Unlike Outlook Express, Outlook doesn't create folders (except those in the Outlook interface) to represent message folders and contacts. It just stores them all in a single PST file. If you formatted all partitions that will be gone, along with any backups you made.


----------



## cwwozniak (Nov 29, 2005)

Canajun said:


> Even if the old ones are gone, the new installation must have these folders stashed somewhere but I can't find them either. Thanks for any help.


In the Outlook 2003 menu bar select File -> Data File management ...

The should call up a screen that shows the file path to the new PST file.

FWiW, in Windows search, you may need to enable search in system and hidden folders to find them.


----------



## Canajun (Mar 1, 2007)

I always change a variety of defaults.
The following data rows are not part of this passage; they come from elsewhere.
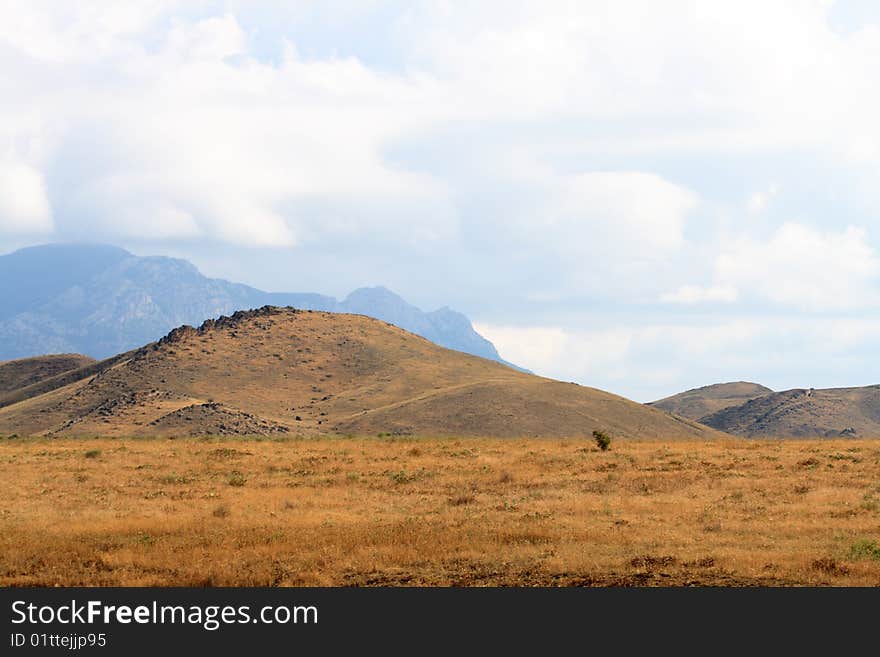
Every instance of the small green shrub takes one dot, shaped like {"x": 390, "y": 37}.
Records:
{"x": 236, "y": 479}
{"x": 864, "y": 549}
{"x": 603, "y": 440}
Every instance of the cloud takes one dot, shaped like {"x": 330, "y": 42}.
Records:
{"x": 24, "y": 205}
{"x": 759, "y": 201}
{"x": 803, "y": 267}
{"x": 691, "y": 294}
{"x": 558, "y": 352}
{"x": 639, "y": 210}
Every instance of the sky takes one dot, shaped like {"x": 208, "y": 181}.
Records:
{"x": 638, "y": 196}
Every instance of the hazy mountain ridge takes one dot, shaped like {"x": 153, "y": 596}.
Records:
{"x": 101, "y": 300}
{"x": 284, "y": 371}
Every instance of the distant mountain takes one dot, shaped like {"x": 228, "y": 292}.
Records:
{"x": 102, "y": 300}
{"x": 699, "y": 402}
{"x": 279, "y": 371}
{"x": 804, "y": 413}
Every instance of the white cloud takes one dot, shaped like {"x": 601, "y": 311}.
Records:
{"x": 759, "y": 201}
{"x": 691, "y": 294}
{"x": 24, "y": 206}
{"x": 796, "y": 266}
{"x": 557, "y": 352}
{"x": 803, "y": 267}
{"x": 639, "y": 209}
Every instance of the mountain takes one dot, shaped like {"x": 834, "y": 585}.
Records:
{"x": 281, "y": 371}
{"x": 101, "y": 300}
{"x": 803, "y": 413}
{"x": 700, "y": 402}
{"x": 17, "y": 374}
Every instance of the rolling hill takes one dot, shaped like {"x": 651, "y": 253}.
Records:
{"x": 16, "y": 374}
{"x": 700, "y": 402}
{"x": 280, "y": 371}
{"x": 804, "y": 413}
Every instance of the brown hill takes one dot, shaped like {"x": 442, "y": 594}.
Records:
{"x": 700, "y": 402}
{"x": 278, "y": 371}
{"x": 835, "y": 412}
{"x": 16, "y": 374}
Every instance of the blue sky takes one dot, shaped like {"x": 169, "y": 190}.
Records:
{"x": 638, "y": 196}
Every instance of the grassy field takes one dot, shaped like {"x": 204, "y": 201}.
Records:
{"x": 386, "y": 511}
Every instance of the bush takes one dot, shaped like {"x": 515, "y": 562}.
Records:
{"x": 237, "y": 479}
{"x": 603, "y": 440}
{"x": 864, "y": 549}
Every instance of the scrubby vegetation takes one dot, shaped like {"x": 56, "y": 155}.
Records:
{"x": 408, "y": 511}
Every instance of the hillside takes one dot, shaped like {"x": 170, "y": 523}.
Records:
{"x": 280, "y": 371}
{"x": 700, "y": 402}
{"x": 834, "y": 412}
{"x": 102, "y": 300}
{"x": 17, "y": 374}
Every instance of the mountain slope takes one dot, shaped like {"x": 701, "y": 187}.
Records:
{"x": 699, "y": 402}
{"x": 101, "y": 300}
{"x": 279, "y": 371}
{"x": 17, "y": 374}
{"x": 834, "y": 412}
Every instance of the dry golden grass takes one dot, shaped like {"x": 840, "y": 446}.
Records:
{"x": 438, "y": 512}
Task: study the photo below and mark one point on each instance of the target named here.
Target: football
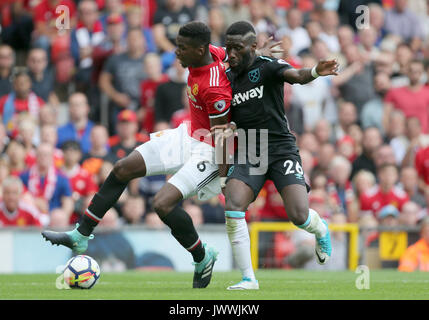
(81, 272)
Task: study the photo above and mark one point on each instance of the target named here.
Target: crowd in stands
(110, 64)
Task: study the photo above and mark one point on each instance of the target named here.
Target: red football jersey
(25, 215)
(374, 199)
(210, 94)
(422, 164)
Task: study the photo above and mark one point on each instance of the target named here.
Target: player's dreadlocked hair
(242, 28)
(197, 31)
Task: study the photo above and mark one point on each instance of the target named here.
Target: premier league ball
(81, 272)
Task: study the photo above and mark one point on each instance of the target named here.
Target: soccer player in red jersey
(384, 193)
(186, 152)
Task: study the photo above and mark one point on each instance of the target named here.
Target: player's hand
(327, 68)
(221, 132)
(268, 49)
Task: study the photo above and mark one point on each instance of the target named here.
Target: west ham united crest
(254, 75)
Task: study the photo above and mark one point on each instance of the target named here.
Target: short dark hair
(240, 28)
(199, 32)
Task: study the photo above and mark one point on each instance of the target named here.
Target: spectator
(340, 187)
(376, 20)
(17, 24)
(416, 257)
(363, 181)
(388, 216)
(21, 99)
(146, 114)
(81, 181)
(48, 134)
(166, 22)
(195, 213)
(372, 140)
(181, 115)
(3, 139)
(168, 95)
(403, 58)
(134, 20)
(259, 19)
(295, 30)
(314, 96)
(412, 100)
(13, 210)
(401, 21)
(93, 160)
(133, 210)
(87, 35)
(409, 215)
(79, 126)
(42, 75)
(235, 12)
(50, 188)
(397, 135)
(355, 83)
(27, 133)
(323, 131)
(347, 116)
(324, 157)
(216, 24)
(45, 16)
(410, 183)
(16, 157)
(330, 22)
(384, 193)
(112, 8)
(114, 43)
(314, 29)
(308, 142)
(367, 40)
(121, 77)
(355, 132)
(384, 155)
(372, 111)
(345, 37)
(7, 60)
(152, 220)
(422, 167)
(127, 139)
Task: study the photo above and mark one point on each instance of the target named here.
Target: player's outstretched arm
(303, 76)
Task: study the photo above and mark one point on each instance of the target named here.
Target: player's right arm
(306, 75)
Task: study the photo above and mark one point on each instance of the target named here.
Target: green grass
(274, 285)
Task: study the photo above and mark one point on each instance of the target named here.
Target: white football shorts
(191, 162)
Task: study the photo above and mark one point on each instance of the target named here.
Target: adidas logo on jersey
(257, 92)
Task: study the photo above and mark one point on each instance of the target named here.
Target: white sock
(314, 224)
(236, 227)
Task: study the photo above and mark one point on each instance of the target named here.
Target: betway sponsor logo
(250, 94)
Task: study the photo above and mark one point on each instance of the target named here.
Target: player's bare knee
(234, 204)
(161, 205)
(121, 171)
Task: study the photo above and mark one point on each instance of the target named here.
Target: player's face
(187, 54)
(239, 52)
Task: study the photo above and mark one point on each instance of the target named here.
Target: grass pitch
(274, 285)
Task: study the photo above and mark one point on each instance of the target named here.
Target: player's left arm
(306, 75)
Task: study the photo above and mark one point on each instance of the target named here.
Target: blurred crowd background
(82, 83)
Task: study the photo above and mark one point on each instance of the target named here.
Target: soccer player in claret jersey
(257, 83)
(186, 152)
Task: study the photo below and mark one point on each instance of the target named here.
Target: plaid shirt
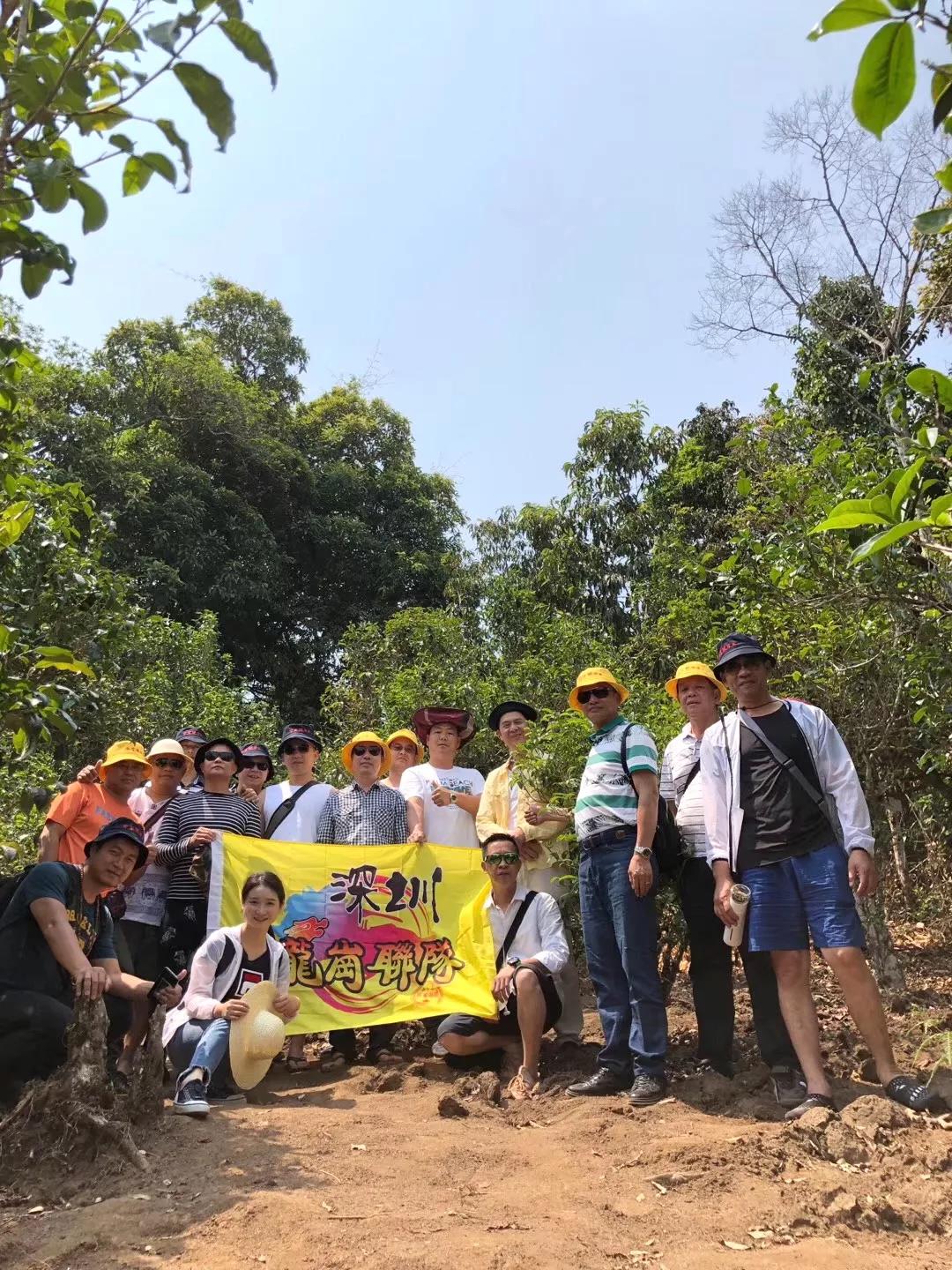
(375, 818)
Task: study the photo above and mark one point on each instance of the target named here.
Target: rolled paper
(740, 898)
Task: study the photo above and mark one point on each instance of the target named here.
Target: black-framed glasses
(588, 693)
(502, 857)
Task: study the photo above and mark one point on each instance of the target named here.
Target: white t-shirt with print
(301, 825)
(443, 826)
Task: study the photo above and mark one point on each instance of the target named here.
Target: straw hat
(257, 1038)
(589, 678)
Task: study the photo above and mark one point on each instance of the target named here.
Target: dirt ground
(331, 1171)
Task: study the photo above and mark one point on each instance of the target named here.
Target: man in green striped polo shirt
(616, 817)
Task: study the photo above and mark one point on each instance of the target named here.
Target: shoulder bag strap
(280, 813)
(785, 761)
(514, 929)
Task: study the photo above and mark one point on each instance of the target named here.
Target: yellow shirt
(495, 810)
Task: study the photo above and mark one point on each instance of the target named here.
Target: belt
(607, 837)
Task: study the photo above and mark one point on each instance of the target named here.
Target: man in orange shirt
(78, 814)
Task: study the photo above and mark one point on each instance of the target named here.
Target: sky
(495, 211)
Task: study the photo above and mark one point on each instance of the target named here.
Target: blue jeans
(621, 945)
(202, 1042)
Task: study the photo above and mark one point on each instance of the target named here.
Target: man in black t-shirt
(786, 817)
(56, 944)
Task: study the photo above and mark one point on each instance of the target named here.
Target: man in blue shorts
(786, 817)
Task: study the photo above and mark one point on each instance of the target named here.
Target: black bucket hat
(256, 750)
(122, 827)
(740, 646)
(210, 744)
(510, 707)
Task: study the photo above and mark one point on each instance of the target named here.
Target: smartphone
(167, 979)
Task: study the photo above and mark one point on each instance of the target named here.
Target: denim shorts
(807, 897)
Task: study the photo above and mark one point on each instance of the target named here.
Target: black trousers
(712, 979)
(33, 1032)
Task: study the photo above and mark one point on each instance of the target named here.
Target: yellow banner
(375, 935)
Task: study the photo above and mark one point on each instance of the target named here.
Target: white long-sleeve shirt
(720, 782)
(541, 937)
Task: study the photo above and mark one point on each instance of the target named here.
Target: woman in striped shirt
(187, 832)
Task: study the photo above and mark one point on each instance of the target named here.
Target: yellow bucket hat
(589, 678)
(124, 752)
(366, 738)
(405, 735)
(687, 671)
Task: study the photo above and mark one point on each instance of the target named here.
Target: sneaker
(788, 1086)
(602, 1081)
(646, 1090)
(190, 1099)
(225, 1096)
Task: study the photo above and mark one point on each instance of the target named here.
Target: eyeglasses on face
(588, 693)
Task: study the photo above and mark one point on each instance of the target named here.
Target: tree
(847, 215)
(74, 74)
(288, 522)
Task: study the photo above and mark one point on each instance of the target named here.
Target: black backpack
(668, 846)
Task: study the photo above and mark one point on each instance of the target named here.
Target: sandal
(524, 1085)
(911, 1094)
(809, 1104)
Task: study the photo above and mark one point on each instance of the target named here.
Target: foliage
(74, 72)
(288, 521)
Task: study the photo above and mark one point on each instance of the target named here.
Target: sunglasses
(588, 693)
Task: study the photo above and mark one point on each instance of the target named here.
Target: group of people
(764, 796)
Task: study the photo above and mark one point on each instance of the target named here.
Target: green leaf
(932, 384)
(207, 93)
(135, 176)
(936, 221)
(94, 210)
(161, 164)
(904, 484)
(848, 521)
(886, 78)
(249, 42)
(889, 537)
(167, 130)
(850, 14)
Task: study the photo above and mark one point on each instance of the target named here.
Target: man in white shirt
(291, 811)
(300, 753)
(442, 799)
(531, 952)
(700, 696)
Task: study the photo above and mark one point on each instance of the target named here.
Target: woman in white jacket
(228, 963)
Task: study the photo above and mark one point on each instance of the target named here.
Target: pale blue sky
(502, 205)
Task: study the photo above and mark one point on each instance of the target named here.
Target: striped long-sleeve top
(225, 811)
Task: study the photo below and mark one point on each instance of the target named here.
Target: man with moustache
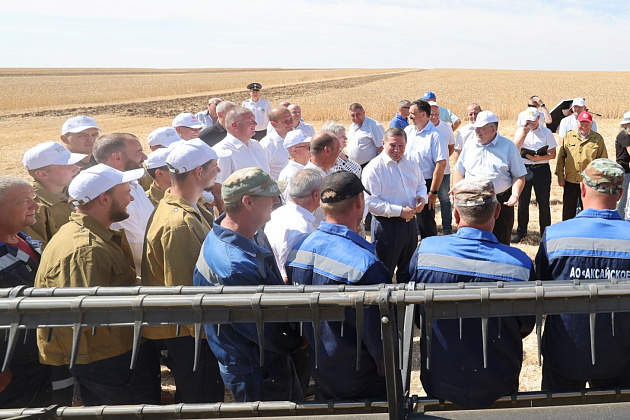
(123, 151)
(26, 382)
(240, 124)
(273, 143)
(397, 193)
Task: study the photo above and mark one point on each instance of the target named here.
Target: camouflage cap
(248, 181)
(340, 186)
(473, 192)
(604, 175)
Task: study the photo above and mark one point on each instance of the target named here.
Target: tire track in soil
(171, 107)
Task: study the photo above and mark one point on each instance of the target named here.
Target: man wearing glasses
(400, 120)
(496, 158)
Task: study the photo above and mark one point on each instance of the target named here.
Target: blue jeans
(111, 382)
(445, 203)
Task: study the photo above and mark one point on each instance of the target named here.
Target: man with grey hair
(273, 143)
(458, 372)
(26, 382)
(217, 132)
(365, 136)
(400, 119)
(294, 219)
(209, 117)
(240, 124)
(123, 151)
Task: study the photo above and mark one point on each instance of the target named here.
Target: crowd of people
(254, 195)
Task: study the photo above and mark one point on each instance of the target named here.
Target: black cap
(340, 186)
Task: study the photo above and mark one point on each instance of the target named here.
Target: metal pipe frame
(137, 307)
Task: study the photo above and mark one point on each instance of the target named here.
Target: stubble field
(34, 103)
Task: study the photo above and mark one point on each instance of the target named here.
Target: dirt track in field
(170, 107)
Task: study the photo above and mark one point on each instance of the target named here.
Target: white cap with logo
(94, 181)
(157, 158)
(578, 102)
(49, 153)
(191, 154)
(163, 136)
(484, 118)
(295, 137)
(186, 119)
(78, 124)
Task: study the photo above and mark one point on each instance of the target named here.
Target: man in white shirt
(496, 158)
(426, 146)
(123, 151)
(534, 136)
(466, 132)
(446, 132)
(259, 107)
(294, 219)
(298, 147)
(187, 126)
(397, 193)
(570, 123)
(240, 124)
(365, 136)
(209, 116)
(273, 143)
(324, 151)
(298, 122)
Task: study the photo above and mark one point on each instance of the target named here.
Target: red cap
(585, 116)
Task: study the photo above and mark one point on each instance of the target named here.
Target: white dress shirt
(364, 141)
(446, 131)
(260, 110)
(243, 156)
(287, 225)
(135, 225)
(277, 155)
(499, 161)
(205, 118)
(570, 123)
(426, 147)
(392, 185)
(287, 174)
(466, 133)
(535, 139)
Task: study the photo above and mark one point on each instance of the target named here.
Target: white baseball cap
(78, 124)
(94, 181)
(295, 137)
(188, 155)
(163, 136)
(49, 153)
(578, 102)
(485, 117)
(530, 114)
(157, 158)
(186, 119)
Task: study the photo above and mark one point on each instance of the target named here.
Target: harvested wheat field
(34, 103)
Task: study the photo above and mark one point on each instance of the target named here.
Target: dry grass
(28, 89)
(323, 94)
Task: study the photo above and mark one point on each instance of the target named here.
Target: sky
(491, 34)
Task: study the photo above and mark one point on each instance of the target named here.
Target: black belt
(391, 219)
(536, 165)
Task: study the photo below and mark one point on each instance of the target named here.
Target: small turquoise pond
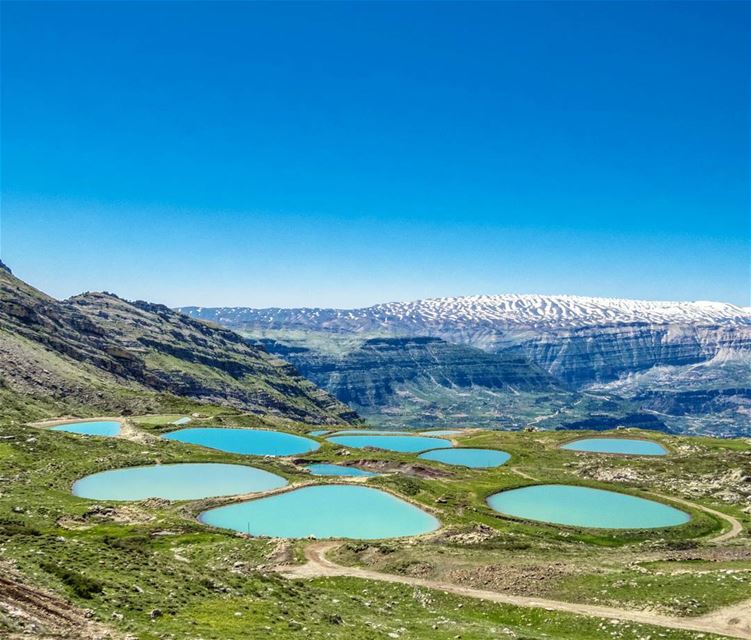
(253, 442)
(104, 428)
(475, 458)
(403, 444)
(585, 507)
(337, 470)
(176, 482)
(617, 445)
(371, 432)
(325, 511)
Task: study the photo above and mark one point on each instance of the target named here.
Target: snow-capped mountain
(585, 343)
(499, 312)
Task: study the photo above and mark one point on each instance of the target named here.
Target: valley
(506, 361)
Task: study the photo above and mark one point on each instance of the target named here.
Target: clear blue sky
(343, 154)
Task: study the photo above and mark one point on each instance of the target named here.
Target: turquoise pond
(338, 470)
(325, 511)
(253, 442)
(403, 444)
(585, 507)
(475, 458)
(102, 428)
(371, 432)
(617, 445)
(187, 481)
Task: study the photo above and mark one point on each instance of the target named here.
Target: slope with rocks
(97, 351)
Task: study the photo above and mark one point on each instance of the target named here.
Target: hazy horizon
(347, 154)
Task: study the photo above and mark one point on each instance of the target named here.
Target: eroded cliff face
(372, 373)
(603, 353)
(576, 339)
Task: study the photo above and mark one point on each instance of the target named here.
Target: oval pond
(402, 444)
(475, 458)
(617, 445)
(324, 511)
(585, 507)
(188, 481)
(253, 442)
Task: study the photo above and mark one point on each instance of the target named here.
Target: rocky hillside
(373, 373)
(99, 351)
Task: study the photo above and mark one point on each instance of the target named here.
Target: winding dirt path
(731, 622)
(735, 525)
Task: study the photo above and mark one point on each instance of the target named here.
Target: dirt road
(733, 621)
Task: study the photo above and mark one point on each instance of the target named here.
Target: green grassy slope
(124, 561)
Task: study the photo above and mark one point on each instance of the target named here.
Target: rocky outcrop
(98, 350)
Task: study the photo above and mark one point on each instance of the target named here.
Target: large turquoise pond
(325, 511)
(403, 444)
(475, 458)
(253, 442)
(585, 507)
(617, 445)
(338, 470)
(176, 482)
(101, 428)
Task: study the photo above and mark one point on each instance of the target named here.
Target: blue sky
(344, 154)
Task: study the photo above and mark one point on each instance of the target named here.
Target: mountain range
(618, 358)
(97, 353)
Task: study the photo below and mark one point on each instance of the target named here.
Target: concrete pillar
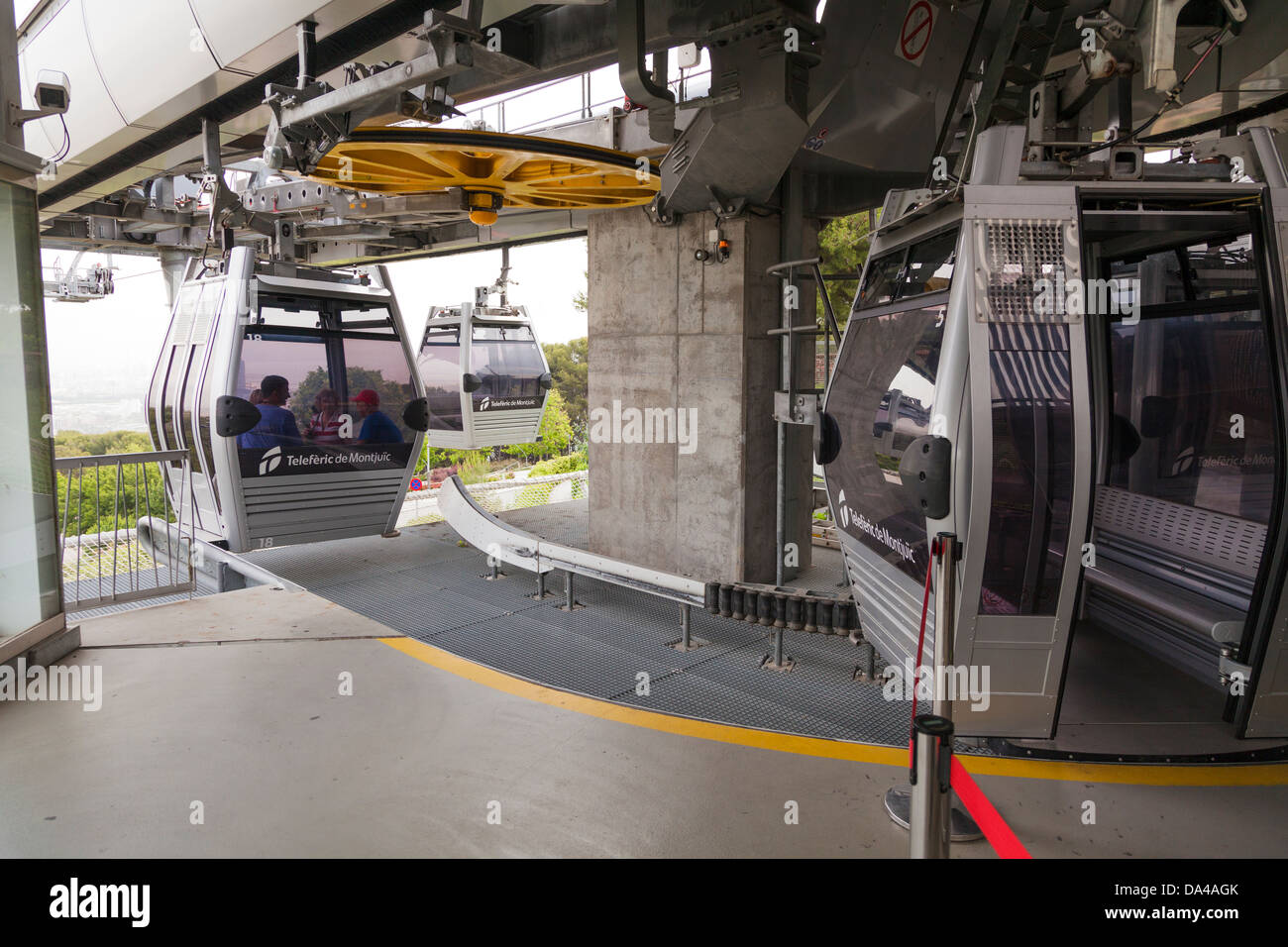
(670, 331)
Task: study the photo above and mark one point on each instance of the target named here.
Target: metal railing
(420, 506)
(101, 499)
(493, 114)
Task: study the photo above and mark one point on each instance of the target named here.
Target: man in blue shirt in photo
(376, 428)
(277, 427)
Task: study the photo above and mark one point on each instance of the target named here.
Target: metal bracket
(1228, 668)
(725, 208)
(658, 213)
(802, 407)
(635, 78)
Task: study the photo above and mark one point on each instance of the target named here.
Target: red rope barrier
(999, 834)
(990, 822)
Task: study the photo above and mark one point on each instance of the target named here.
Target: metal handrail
(106, 459)
(585, 111)
(72, 536)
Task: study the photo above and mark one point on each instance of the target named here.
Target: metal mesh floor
(426, 586)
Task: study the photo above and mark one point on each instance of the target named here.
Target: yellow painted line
(1234, 775)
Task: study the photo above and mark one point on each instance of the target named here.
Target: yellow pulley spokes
(494, 170)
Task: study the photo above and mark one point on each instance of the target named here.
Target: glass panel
(883, 398)
(930, 265)
(291, 313)
(189, 382)
(1212, 270)
(30, 585)
(439, 367)
(507, 361)
(375, 318)
(1028, 528)
(378, 385)
(1179, 385)
(881, 281)
(273, 368)
(170, 399)
(320, 412)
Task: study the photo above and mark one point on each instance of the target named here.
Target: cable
(1168, 101)
(67, 144)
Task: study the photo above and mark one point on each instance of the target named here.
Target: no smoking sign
(918, 22)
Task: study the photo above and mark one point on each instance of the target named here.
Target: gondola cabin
(294, 392)
(485, 377)
(1106, 363)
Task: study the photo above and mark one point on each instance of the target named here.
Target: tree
(555, 432)
(393, 395)
(842, 245)
(97, 501)
(580, 300)
(570, 369)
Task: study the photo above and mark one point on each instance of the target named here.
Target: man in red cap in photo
(376, 428)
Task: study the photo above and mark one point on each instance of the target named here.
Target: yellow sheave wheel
(524, 171)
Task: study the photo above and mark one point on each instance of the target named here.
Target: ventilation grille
(1215, 539)
(1016, 256)
(497, 421)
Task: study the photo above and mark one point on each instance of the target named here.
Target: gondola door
(1029, 468)
(1262, 709)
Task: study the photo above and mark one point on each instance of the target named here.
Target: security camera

Hidden files and folders are always set to show (and I've just checked that they are set to show). However, I didn't know or didn't remember about the Data File Management button. Default location is under C:\Documents and Settings\.....\Local Settings.... Don't see why that couldn't be changed but I know I didn't, so pip22 is right. They're gone. Once again, I curse myself for not thinking things through carefully enough and/or not doing the backups I know I should. Perhaps because I deliberately keep the rest of my data on a different drive I forget Windows often stashes things in places other than where I want to keep them. Thanks to you both anyway. Its forums like this that make things a lot easier/better for guys like me who frequently screw up.


----------



## Bob Cerelli (Nov 3, 2002)

That can be changed quite easily.

For the future, why not just configure Outlook to use a PST file in a location that is easier to remember and backup . You are not stuck or limited by only the default one. For example put it in your My Documents folder. Or in this case, since you backed up your D: drive, put it there.


----------



## Canajun (Mar 1, 2007)

Thanks, Bob. I've done just that and, while I was at it, I moved the "My Documents" folder to my "E:" drive. As much as possible I'm trying to separate the system, application and data files. Recently got a 320GB external Sata2 hard drive (which won't work in my current computer) so backups for my current 60GB internal drive may not be as much of a problem for a while. However, I'm also acquiring , piece by piece, the fixins' for a new computer. I expect to start using the 320 as my main drive asap so will probably be back to limited backups then. Seems like a good idea to wipe out the clutter in the system every couple of years but it'd be nice to have a decent backup for those things that will inevitably end up mixed in with the system files no matter how hard I try to separate them. (Deep sigh)


----------